You should also create an output directory

Now we can run the following

sudo nextflow run nf-core/demo --input samplesheet.csv --outdir output

########################## OUTPUT ##########################
 N E X T F L O W   ~  version 24.10.3

Launching `https://github.com/nf-core/demo` [nice_fourier] DSL2 - revision: 04060b4644 [master]

------------------------------------------------------
                                        ,--./,-.
        ___     __   __   __   ___     /,-._.--~'
  |\ | |__  __ /  ` /  \ |__) |__         }  {
  | \| |       \__, \__/ |  \ |___     \`-._,-`-,
                                        `._,._,'
  nf-core/demo 1.0.1
------------------------------------------------------
Input/output options
  input      : samplesheet.csv
  outdir     : output

Core Nextflow options
  revision   : master
  runName    : nice_fourier
  launchDir  : /home/ubuntu
  workDir    : /home/ubuntu/work
  projectDir : /root/.nextflow/assets/nf-core/demo
  userName   : root
  profile    : standard
  configFiles: 

!! Only displaying parameters that differ from the pipeline defaults !!
------------------------------------------------------* The pipeline
  https://doi.org/10.5281/zenodo.12192442

* The nf-core framework
    https://doi.org/10.1038/s41587-020-0439-x

* Software dependencies
    https://github.com/nf-core/demo/blob/master/CITATIONS.md

executor >  k8s (6)
executor >  k8s (6)
executor >  k8s (6)
executor >  k8s (6)
executor >  k8s (6)
executor >  k8s (7)
executor >  k8s (7)
executor >  k8s (7)
[d6/384cf0] NFCORE_DEMO:DEMO:FASTQC (SAMPLE1_PE)     [100%] 3 of 3 ✔
[db/180458] NFCORE_DEMO:DEMO:SEQTK_TRIM (SAMPLE1_PE) [100%] 3 of 3 ✔
[1a/799111] NFCORE_DEMO:DEMO:MULTIQC                 [100%] 1 of 1 ✔
-[nf-core/demo] Pipeline completed successfully-

If you monitor your cluster, you should see that pods start spinning up and completed their jobs.
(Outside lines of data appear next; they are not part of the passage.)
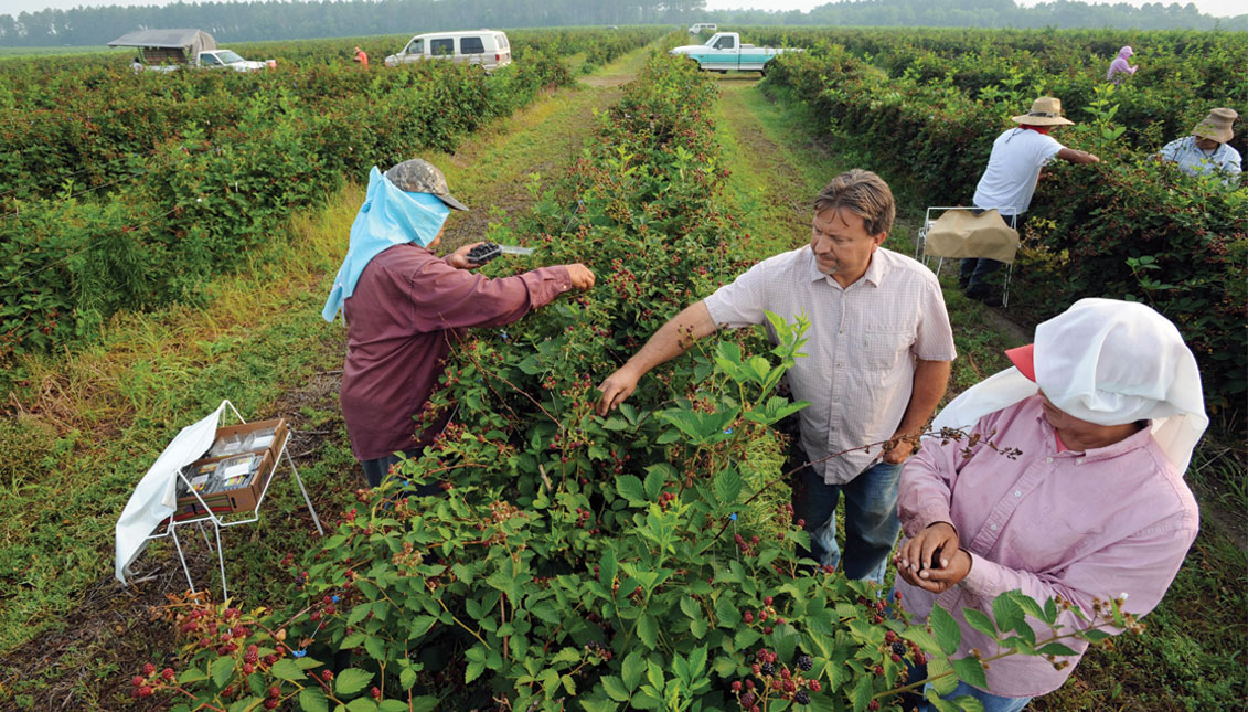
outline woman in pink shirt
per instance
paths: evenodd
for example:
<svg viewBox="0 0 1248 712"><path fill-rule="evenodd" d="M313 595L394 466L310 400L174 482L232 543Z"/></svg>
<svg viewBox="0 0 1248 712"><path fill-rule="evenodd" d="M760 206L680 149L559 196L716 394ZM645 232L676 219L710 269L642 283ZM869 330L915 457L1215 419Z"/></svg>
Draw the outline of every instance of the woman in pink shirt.
<svg viewBox="0 0 1248 712"><path fill-rule="evenodd" d="M1113 61L1109 62L1109 71L1104 75L1104 77L1114 84L1122 84L1122 77L1118 75L1136 74L1136 70L1138 70L1139 66L1131 66L1131 62L1127 61L1127 59L1133 54L1136 54L1136 50L1131 47L1122 47L1118 50L1118 56L1113 57Z"/></svg>
<svg viewBox="0 0 1248 712"><path fill-rule="evenodd" d="M1196 358L1152 309L1086 299L1006 352L1015 367L967 390L901 475L902 541L895 558L902 606L934 606L962 630L956 657L998 652L963 618L1012 590L1062 597L1093 616L1093 601L1124 596L1143 616L1161 601L1196 538L1199 515L1183 482L1208 425ZM976 438L975 436L978 436ZM973 445L968 445L973 443ZM998 448L1017 448L1011 458ZM1080 627L1073 612L1058 623ZM1050 637L1036 628L1037 640ZM960 683L987 712L1016 712L1062 686L1073 658L1010 656L986 666L987 690Z"/></svg>

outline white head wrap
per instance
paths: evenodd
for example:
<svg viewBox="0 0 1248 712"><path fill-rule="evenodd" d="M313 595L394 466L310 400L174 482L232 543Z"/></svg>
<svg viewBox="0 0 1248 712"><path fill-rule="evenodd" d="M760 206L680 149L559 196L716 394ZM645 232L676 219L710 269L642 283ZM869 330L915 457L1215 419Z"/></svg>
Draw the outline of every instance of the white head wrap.
<svg viewBox="0 0 1248 712"><path fill-rule="evenodd" d="M1036 381L1008 368L968 388L936 416L935 428L968 428L1036 393L1096 425L1151 420L1166 457L1187 470L1209 425L1196 357L1178 329L1129 301L1083 299L1036 327Z"/></svg>

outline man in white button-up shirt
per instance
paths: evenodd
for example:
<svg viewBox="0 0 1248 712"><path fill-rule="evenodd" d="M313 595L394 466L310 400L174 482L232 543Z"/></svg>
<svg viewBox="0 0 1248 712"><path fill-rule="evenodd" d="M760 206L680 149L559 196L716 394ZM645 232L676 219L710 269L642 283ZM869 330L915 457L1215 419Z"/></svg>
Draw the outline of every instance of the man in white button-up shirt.
<svg viewBox="0 0 1248 712"><path fill-rule="evenodd" d="M897 481L911 445L856 450L919 433L948 385L953 335L936 276L881 247L895 206L887 184L855 169L815 199L810 245L759 262L733 284L665 324L599 386L600 413L623 402L638 380L685 352L691 341L766 324L765 312L810 320L806 358L787 380L800 412L794 441L795 518L811 535L810 556L852 578L882 581L896 542ZM773 335L774 336L774 335ZM846 547L836 545L836 503L845 493Z"/></svg>

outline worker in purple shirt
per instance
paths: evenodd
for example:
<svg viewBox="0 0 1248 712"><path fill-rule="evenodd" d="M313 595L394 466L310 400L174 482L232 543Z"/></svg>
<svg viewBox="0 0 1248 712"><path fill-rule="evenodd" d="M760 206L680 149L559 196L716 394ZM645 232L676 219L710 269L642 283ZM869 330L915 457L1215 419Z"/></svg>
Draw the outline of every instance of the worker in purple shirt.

You can then go to the output directory and verify that data and result html files are there.

Conclusion

In this tutorial, we demonstrated how to set up and execute Nextflow workflows on a MicroK8s Kubernetes cluster, leveraging persistent storage and containerized execution to ensure scalability and reproducibility. We covered the basics of Nextflow, including its advantages for scientific workflows, and explored NF Core, a community-driven repository of curated pipelines.

By provisioning our infrastructure with Terraform, configuring Nextflow on Kubernetes, and successfully running both Nextflow’s Hello World workflow and an NF Core demo pipeline, we validated our deployment. These workflows illustrate how computational pipelines can be streamlined, modularized, and efficiently managed in a cloud-native environment.

This setup provides a solid foundation for running complex data analysis workflows in genomics, bioinformatics, and other scientific domains. Whether you’re processing large datasets, integrating various bioinformatics tools, or scaling workloads across cloud and on-premise clusters, Nextflow and Kubernetes provide a powerful combination for computational reproducibility.

As a next step, you can explore customizing Nextflow workflows, integrating cloud storage (e.g., AWS S3, Google Cloud Storage), or optimizing resource allocation for large-scale datasets. If you encounter any challenges, feel free to reach out.